Ledo Road
Bulldozers on the Ledo Road between China and India, where many workers died from malaria and other tropical disease

U.S. National Archives and Records Administration

The 'unknown army' - exploring India's role in World War Two

Matt Pickles

The story of the “unknown army” of ordinary people in South Asia working for the Allies in the Second World War has been told by an Oxford University historian.

Yasmin Khan, associate professor of history at Oxford University, who is based at the Department for Continuing Education, has written 'The Raj at War: A People's History of India's Second World War', which has been published by Penguin Random House.

'There were millions of South Asians working towards the imperial war effort and we never hear about them,’ says Professor Khan.

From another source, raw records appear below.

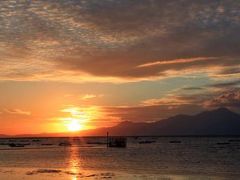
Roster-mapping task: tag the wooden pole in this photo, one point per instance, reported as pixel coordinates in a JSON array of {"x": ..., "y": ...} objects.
[{"x": 107, "y": 140}]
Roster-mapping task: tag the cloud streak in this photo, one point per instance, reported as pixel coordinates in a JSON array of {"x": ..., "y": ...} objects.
[{"x": 41, "y": 39}]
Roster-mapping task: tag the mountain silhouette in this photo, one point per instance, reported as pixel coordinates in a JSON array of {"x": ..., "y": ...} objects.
[{"x": 216, "y": 122}]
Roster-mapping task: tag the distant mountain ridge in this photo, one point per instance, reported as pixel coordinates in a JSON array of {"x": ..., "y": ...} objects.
[{"x": 218, "y": 122}]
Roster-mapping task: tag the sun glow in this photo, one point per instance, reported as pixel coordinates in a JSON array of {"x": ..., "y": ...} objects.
[
  {"x": 74, "y": 125},
  {"x": 78, "y": 118}
]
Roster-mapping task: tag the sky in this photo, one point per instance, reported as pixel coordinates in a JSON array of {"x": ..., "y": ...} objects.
[{"x": 70, "y": 65}]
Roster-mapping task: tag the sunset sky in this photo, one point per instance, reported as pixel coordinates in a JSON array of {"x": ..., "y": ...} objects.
[{"x": 69, "y": 65}]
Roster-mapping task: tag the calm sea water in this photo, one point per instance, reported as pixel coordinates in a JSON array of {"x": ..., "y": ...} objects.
[{"x": 166, "y": 157}]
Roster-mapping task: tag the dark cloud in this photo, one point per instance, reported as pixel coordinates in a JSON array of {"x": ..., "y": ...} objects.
[
  {"x": 150, "y": 113},
  {"x": 112, "y": 38},
  {"x": 230, "y": 98},
  {"x": 226, "y": 84}
]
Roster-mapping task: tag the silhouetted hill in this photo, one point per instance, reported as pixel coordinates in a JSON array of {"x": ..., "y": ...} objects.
[{"x": 217, "y": 122}]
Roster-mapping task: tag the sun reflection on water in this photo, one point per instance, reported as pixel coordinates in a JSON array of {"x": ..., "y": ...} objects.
[{"x": 74, "y": 163}]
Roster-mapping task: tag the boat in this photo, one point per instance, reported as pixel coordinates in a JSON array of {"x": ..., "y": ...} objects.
[
  {"x": 146, "y": 142},
  {"x": 16, "y": 145},
  {"x": 120, "y": 142},
  {"x": 175, "y": 141},
  {"x": 65, "y": 144}
]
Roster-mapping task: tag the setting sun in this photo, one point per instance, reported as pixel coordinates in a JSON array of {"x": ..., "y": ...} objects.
[
  {"x": 74, "y": 125},
  {"x": 76, "y": 119}
]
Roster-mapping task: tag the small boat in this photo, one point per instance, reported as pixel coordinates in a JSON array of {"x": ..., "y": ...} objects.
[
  {"x": 146, "y": 142},
  {"x": 120, "y": 142},
  {"x": 16, "y": 145},
  {"x": 65, "y": 144},
  {"x": 46, "y": 144},
  {"x": 175, "y": 141},
  {"x": 234, "y": 140},
  {"x": 223, "y": 143}
]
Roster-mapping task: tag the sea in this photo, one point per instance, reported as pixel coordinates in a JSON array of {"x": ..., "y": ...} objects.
[{"x": 163, "y": 158}]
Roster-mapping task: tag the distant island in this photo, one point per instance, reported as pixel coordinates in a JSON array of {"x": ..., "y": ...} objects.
[{"x": 218, "y": 122}]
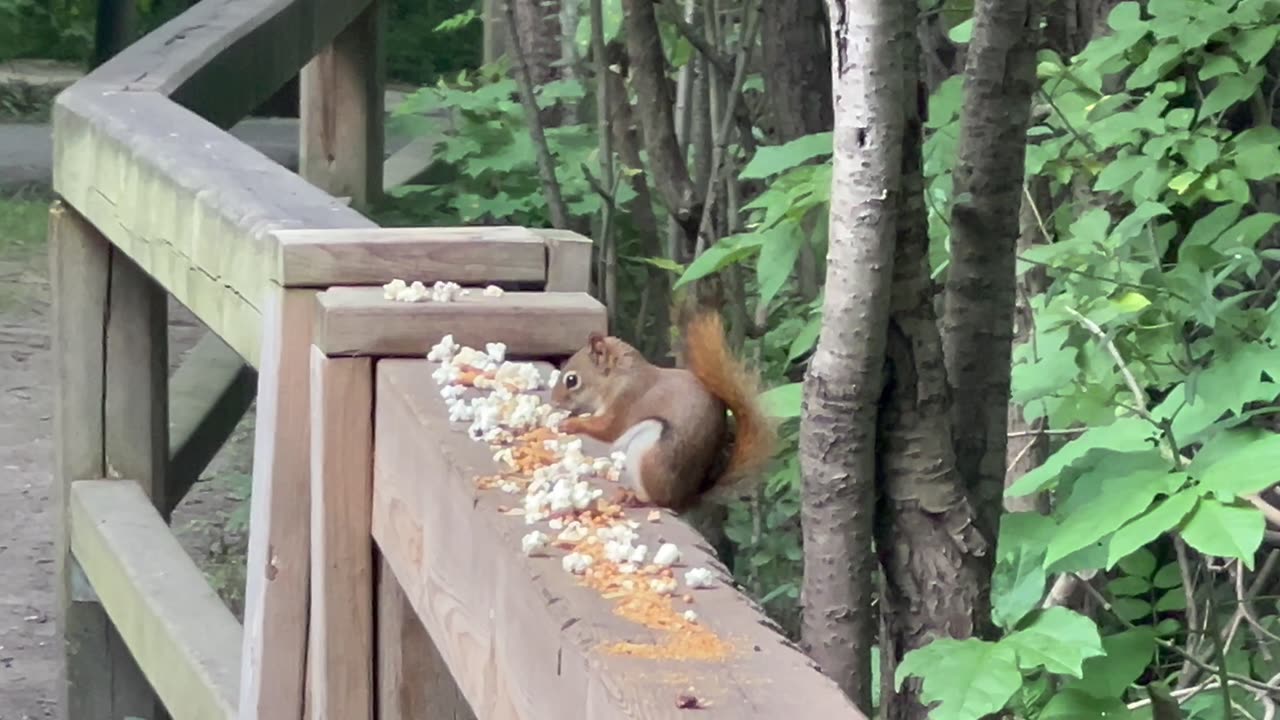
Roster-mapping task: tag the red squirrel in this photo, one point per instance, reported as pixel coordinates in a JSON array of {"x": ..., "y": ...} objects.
[{"x": 668, "y": 422}]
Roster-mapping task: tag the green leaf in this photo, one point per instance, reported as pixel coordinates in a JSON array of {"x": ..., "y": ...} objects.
[
  {"x": 1242, "y": 466},
  {"x": 1129, "y": 483},
  {"x": 1120, "y": 172},
  {"x": 807, "y": 338},
  {"x": 1248, "y": 231},
  {"x": 1171, "y": 601},
  {"x": 1129, "y": 586},
  {"x": 1168, "y": 577},
  {"x": 1125, "y": 660},
  {"x": 1018, "y": 582},
  {"x": 1151, "y": 524},
  {"x": 773, "y": 159},
  {"x": 718, "y": 256},
  {"x": 1225, "y": 531},
  {"x": 1130, "y": 609},
  {"x": 775, "y": 263},
  {"x": 1077, "y": 705},
  {"x": 1125, "y": 433},
  {"x": 1057, "y": 639},
  {"x": 961, "y": 33},
  {"x": 1232, "y": 90},
  {"x": 782, "y": 401},
  {"x": 968, "y": 678},
  {"x": 1139, "y": 563},
  {"x": 1214, "y": 224}
]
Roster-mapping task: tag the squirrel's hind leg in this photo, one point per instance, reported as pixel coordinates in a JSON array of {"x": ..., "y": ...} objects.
[{"x": 635, "y": 443}]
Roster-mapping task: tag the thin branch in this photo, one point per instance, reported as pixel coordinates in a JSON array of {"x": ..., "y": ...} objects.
[{"x": 525, "y": 82}]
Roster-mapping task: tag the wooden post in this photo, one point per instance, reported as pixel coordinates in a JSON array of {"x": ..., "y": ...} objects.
[
  {"x": 278, "y": 564},
  {"x": 341, "y": 115},
  {"x": 101, "y": 304},
  {"x": 341, "y": 646},
  {"x": 414, "y": 680}
]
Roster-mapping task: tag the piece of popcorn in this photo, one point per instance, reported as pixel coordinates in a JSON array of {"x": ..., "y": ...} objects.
[
  {"x": 533, "y": 542},
  {"x": 699, "y": 578},
  {"x": 639, "y": 554},
  {"x": 663, "y": 586},
  {"x": 391, "y": 291},
  {"x": 576, "y": 563},
  {"x": 667, "y": 555}
]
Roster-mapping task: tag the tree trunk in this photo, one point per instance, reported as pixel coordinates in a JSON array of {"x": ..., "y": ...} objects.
[
  {"x": 648, "y": 69},
  {"x": 796, "y": 58},
  {"x": 936, "y": 561},
  {"x": 1000, "y": 77},
  {"x": 842, "y": 384}
]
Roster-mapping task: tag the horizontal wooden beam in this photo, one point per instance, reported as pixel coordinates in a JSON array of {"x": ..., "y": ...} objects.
[
  {"x": 475, "y": 255},
  {"x": 359, "y": 320},
  {"x": 522, "y": 637},
  {"x": 208, "y": 396},
  {"x": 223, "y": 58},
  {"x": 190, "y": 204},
  {"x": 176, "y": 627}
]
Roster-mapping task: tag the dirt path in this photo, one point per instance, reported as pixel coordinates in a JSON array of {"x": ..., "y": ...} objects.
[{"x": 28, "y": 648}]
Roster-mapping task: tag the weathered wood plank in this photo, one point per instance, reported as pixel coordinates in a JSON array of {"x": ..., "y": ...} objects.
[
  {"x": 173, "y": 623},
  {"x": 278, "y": 559},
  {"x": 100, "y": 680},
  {"x": 359, "y": 320},
  {"x": 568, "y": 260},
  {"x": 467, "y": 255},
  {"x": 524, "y": 637},
  {"x": 341, "y": 115},
  {"x": 414, "y": 682},
  {"x": 208, "y": 396},
  {"x": 190, "y": 204},
  {"x": 341, "y": 647},
  {"x": 222, "y": 59},
  {"x": 137, "y": 379}
]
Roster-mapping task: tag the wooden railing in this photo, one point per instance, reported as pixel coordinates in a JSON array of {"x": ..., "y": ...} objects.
[{"x": 352, "y": 450}]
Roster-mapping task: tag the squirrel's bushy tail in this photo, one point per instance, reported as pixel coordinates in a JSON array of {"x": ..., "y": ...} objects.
[{"x": 723, "y": 376}]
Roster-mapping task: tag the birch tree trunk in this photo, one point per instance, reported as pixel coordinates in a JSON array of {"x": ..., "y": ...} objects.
[{"x": 844, "y": 381}]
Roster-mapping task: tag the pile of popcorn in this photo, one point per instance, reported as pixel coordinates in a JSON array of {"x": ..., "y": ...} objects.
[
  {"x": 442, "y": 291},
  {"x": 553, "y": 474}
]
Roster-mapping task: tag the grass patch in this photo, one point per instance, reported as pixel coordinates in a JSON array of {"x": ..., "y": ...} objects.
[{"x": 23, "y": 224}]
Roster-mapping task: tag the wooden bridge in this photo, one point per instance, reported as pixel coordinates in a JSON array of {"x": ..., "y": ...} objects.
[{"x": 383, "y": 580}]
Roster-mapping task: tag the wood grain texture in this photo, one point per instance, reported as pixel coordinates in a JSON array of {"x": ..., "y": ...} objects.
[
  {"x": 278, "y": 559},
  {"x": 223, "y": 59},
  {"x": 568, "y": 260},
  {"x": 341, "y": 115},
  {"x": 177, "y": 628},
  {"x": 520, "y": 634},
  {"x": 208, "y": 396},
  {"x": 186, "y": 201},
  {"x": 136, "y": 409},
  {"x": 341, "y": 647},
  {"x": 359, "y": 320},
  {"x": 100, "y": 679},
  {"x": 414, "y": 680},
  {"x": 466, "y": 255}
]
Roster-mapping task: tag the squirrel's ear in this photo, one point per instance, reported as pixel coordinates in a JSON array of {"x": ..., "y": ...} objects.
[{"x": 599, "y": 349}]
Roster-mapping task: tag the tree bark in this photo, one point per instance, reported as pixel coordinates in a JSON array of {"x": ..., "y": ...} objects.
[
  {"x": 936, "y": 561},
  {"x": 1000, "y": 77},
  {"x": 844, "y": 381},
  {"x": 648, "y": 68}
]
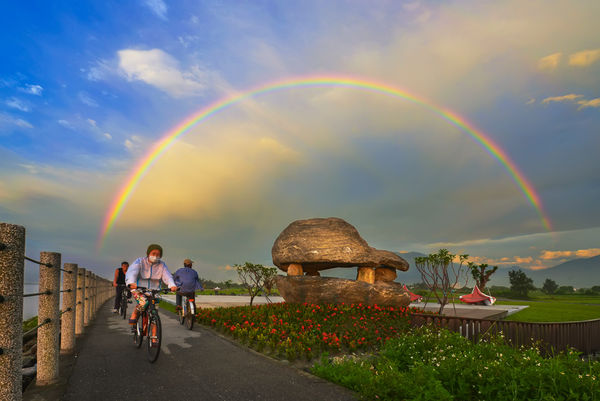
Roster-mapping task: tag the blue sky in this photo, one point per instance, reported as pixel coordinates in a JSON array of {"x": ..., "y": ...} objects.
[{"x": 87, "y": 88}]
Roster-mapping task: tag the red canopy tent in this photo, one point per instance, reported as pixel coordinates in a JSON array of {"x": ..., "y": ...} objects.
[
  {"x": 413, "y": 297},
  {"x": 477, "y": 297}
]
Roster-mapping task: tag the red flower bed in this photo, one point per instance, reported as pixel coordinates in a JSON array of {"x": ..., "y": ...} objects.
[{"x": 297, "y": 330}]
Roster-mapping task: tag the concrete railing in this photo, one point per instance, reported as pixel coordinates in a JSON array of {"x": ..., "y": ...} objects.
[{"x": 83, "y": 294}]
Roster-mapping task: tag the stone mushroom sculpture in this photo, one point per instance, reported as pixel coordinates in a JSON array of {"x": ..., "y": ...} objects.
[{"x": 306, "y": 247}]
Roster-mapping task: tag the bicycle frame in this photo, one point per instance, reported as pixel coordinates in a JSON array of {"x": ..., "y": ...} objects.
[{"x": 149, "y": 318}]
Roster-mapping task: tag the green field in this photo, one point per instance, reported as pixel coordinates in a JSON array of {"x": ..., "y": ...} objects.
[{"x": 554, "y": 311}]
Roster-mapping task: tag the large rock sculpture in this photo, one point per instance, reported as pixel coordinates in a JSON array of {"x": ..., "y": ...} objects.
[{"x": 307, "y": 247}]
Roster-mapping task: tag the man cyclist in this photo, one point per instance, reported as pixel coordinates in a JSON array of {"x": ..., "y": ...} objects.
[
  {"x": 119, "y": 283},
  {"x": 187, "y": 280},
  {"x": 147, "y": 272}
]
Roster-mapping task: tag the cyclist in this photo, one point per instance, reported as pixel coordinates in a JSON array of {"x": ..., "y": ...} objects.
[
  {"x": 119, "y": 283},
  {"x": 187, "y": 280},
  {"x": 147, "y": 272}
]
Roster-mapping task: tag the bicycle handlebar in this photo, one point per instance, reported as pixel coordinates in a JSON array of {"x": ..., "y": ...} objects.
[{"x": 163, "y": 290}]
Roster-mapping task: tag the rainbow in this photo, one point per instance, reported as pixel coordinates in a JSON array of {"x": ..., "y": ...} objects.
[{"x": 163, "y": 144}]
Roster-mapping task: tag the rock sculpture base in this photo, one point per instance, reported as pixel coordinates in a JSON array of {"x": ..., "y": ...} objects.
[{"x": 331, "y": 290}]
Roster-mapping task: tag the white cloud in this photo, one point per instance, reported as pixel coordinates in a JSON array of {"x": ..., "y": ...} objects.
[
  {"x": 187, "y": 40},
  {"x": 22, "y": 123},
  {"x": 584, "y": 58},
  {"x": 549, "y": 62},
  {"x": 17, "y": 104},
  {"x": 588, "y": 103},
  {"x": 580, "y": 253},
  {"x": 99, "y": 71},
  {"x": 161, "y": 70},
  {"x": 32, "y": 89},
  {"x": 583, "y": 103},
  {"x": 133, "y": 143},
  {"x": 8, "y": 120},
  {"x": 66, "y": 124},
  {"x": 31, "y": 168},
  {"x": 565, "y": 98},
  {"x": 85, "y": 98},
  {"x": 158, "y": 7}
]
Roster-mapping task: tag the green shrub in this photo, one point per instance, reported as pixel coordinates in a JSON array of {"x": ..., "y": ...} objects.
[{"x": 440, "y": 365}]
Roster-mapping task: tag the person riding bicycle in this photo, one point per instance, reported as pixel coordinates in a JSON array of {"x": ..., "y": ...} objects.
[
  {"x": 187, "y": 280},
  {"x": 119, "y": 283},
  {"x": 147, "y": 272}
]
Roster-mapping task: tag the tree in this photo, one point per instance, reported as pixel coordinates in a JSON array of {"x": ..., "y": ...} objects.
[
  {"x": 480, "y": 275},
  {"x": 520, "y": 284},
  {"x": 440, "y": 274},
  {"x": 253, "y": 277},
  {"x": 549, "y": 286}
]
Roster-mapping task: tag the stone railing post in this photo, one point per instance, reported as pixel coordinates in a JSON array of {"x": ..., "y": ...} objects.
[
  {"x": 47, "y": 342},
  {"x": 87, "y": 299},
  {"x": 94, "y": 294},
  {"x": 12, "y": 252},
  {"x": 67, "y": 320},
  {"x": 80, "y": 301}
]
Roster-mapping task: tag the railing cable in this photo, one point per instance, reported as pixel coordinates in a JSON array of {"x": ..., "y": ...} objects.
[
  {"x": 48, "y": 320},
  {"x": 47, "y": 292}
]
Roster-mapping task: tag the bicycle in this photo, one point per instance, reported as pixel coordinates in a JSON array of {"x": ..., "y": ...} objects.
[
  {"x": 187, "y": 313},
  {"x": 145, "y": 324},
  {"x": 124, "y": 301}
]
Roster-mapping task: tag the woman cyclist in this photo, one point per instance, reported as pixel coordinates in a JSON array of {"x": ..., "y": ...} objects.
[{"x": 147, "y": 272}]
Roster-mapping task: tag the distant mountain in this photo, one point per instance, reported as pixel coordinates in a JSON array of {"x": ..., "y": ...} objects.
[{"x": 580, "y": 273}]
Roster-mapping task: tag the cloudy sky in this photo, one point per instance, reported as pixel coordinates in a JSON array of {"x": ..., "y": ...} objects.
[{"x": 88, "y": 88}]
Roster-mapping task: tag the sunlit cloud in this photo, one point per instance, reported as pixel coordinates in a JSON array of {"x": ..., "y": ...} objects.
[
  {"x": 17, "y": 104},
  {"x": 161, "y": 70},
  {"x": 565, "y": 98},
  {"x": 581, "y": 253},
  {"x": 86, "y": 99},
  {"x": 549, "y": 62},
  {"x": 158, "y": 7},
  {"x": 133, "y": 143},
  {"x": 588, "y": 103},
  {"x": 8, "y": 121},
  {"x": 66, "y": 124},
  {"x": 584, "y": 58},
  {"x": 32, "y": 89}
]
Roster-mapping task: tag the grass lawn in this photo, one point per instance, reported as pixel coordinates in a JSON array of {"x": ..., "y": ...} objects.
[{"x": 553, "y": 311}]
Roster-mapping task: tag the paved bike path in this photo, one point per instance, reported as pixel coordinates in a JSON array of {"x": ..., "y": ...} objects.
[{"x": 193, "y": 365}]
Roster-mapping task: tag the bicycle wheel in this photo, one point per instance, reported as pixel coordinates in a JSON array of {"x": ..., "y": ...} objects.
[
  {"x": 124, "y": 306},
  {"x": 190, "y": 316},
  {"x": 154, "y": 340},
  {"x": 181, "y": 313},
  {"x": 138, "y": 333}
]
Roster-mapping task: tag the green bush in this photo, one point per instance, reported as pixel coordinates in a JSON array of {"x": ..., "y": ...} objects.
[
  {"x": 437, "y": 365},
  {"x": 293, "y": 331}
]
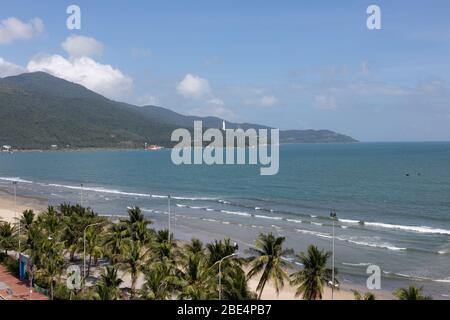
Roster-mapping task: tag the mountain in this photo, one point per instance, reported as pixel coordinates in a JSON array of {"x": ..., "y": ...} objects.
[{"x": 38, "y": 110}]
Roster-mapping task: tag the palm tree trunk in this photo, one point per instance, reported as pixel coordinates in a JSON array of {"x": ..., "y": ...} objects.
[
  {"x": 133, "y": 285},
  {"x": 262, "y": 289},
  {"x": 89, "y": 265},
  {"x": 72, "y": 255}
]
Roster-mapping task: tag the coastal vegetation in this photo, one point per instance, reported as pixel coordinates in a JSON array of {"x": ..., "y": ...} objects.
[
  {"x": 127, "y": 259},
  {"x": 81, "y": 118}
]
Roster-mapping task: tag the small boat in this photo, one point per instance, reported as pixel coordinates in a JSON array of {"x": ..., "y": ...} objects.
[{"x": 154, "y": 147}]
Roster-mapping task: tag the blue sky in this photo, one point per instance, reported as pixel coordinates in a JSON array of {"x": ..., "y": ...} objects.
[{"x": 288, "y": 64}]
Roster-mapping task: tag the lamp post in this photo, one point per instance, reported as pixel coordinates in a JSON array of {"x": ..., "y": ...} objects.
[
  {"x": 333, "y": 216},
  {"x": 84, "y": 246},
  {"x": 220, "y": 272},
  {"x": 168, "y": 204},
  {"x": 81, "y": 195},
  {"x": 15, "y": 207}
]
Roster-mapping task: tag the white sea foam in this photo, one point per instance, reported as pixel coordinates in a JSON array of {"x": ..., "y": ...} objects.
[
  {"x": 372, "y": 244},
  {"x": 267, "y": 217},
  {"x": 15, "y": 179},
  {"x": 422, "y": 229},
  {"x": 361, "y": 264},
  {"x": 238, "y": 213},
  {"x": 349, "y": 221},
  {"x": 192, "y": 198},
  {"x": 99, "y": 190},
  {"x": 315, "y": 233}
]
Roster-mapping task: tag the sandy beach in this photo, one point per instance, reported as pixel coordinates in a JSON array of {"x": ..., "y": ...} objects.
[{"x": 7, "y": 205}]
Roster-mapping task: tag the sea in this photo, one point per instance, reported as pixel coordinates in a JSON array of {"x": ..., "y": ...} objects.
[{"x": 392, "y": 201}]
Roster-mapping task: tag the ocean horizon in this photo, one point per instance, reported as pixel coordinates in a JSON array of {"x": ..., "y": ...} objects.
[{"x": 389, "y": 198}]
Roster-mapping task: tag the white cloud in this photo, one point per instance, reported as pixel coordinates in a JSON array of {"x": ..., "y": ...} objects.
[
  {"x": 365, "y": 70},
  {"x": 81, "y": 46},
  {"x": 101, "y": 78},
  {"x": 325, "y": 102},
  {"x": 14, "y": 29},
  {"x": 193, "y": 86},
  {"x": 9, "y": 69},
  {"x": 141, "y": 53},
  {"x": 368, "y": 88},
  {"x": 264, "y": 101},
  {"x": 148, "y": 100}
]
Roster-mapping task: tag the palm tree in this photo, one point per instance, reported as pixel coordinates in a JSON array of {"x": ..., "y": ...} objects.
[
  {"x": 137, "y": 225},
  {"x": 314, "y": 275},
  {"x": 27, "y": 219},
  {"x": 135, "y": 260},
  {"x": 219, "y": 250},
  {"x": 268, "y": 259},
  {"x": 196, "y": 280},
  {"x": 411, "y": 293},
  {"x": 195, "y": 246},
  {"x": 235, "y": 286},
  {"x": 365, "y": 296},
  {"x": 7, "y": 237},
  {"x": 108, "y": 286},
  {"x": 93, "y": 245},
  {"x": 115, "y": 241},
  {"x": 51, "y": 262}
]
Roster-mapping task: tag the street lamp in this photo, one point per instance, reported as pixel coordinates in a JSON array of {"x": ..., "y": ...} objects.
[
  {"x": 84, "y": 245},
  {"x": 168, "y": 204},
  {"x": 333, "y": 217},
  {"x": 220, "y": 272},
  {"x": 81, "y": 195}
]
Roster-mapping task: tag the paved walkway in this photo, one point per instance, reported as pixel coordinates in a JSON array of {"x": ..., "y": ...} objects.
[{"x": 11, "y": 288}]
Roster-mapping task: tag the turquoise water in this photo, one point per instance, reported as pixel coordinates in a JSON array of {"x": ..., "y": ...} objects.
[{"x": 392, "y": 199}]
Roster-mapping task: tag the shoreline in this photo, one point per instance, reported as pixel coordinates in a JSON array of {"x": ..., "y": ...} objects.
[{"x": 7, "y": 210}]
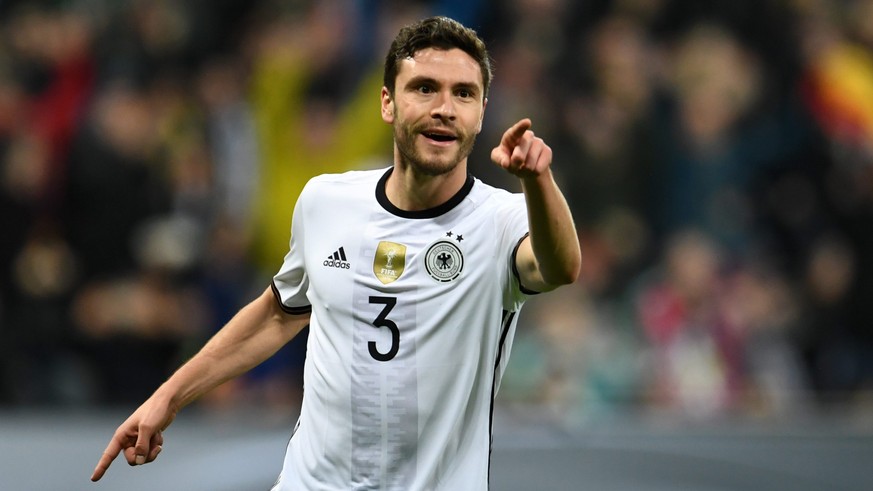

'What do we know about the thousands of women who mined coal for wartime in Bihar and central India, working right up until childbirth?

'Or the gangs of plantation labourers from southern India who travelled up into the mountains of the northeast to hack out roads towards Myanmar and China? Or the lascars (merchant seamen) such a Mubarak Ali, remembered simply as "a baker" who died in the Atlantic when the SS City of Benares was torpedoed?

She adds: 'It wasn't glamorous work: "coolies" loading and unloading cargo at imperial ports or clearing land for aerodromes did not share the prestige of fighter-pilots. But their work could be very dangerous.

'Thousands of Asian labourers died building treacherous roads, including the Ledo Road between China and India, working with basic pickaxes and falling prey to malaria and other tropical diseases.'

Why have their stories not been told? One reason Professor Khan identifies is that Indian workers did not write diaries or memoirs, yet there are hundreds accounts by British officers stationed in South Asia.
This is not just a matter of literacy - workers would probably have been less interested in the war and just looking to make a living.

The writing of post-independence nationalist myths after the partition of 1947 and the carving up of new countries also distracted from the role of workers in the war.

'In the rush to write new histories of nation states after 1947, much of the history of the 1940s was locked out from official memory,’ says Professor Khan.

'Tales of the freedom struggle took precedence. And in Britain and the US, the emphasis was placed on remembering military contributions to major battles, not on the everyday lives of anonymous workers.'

The book is published in the USA under the different title, India at War, and published by Oxford University Press.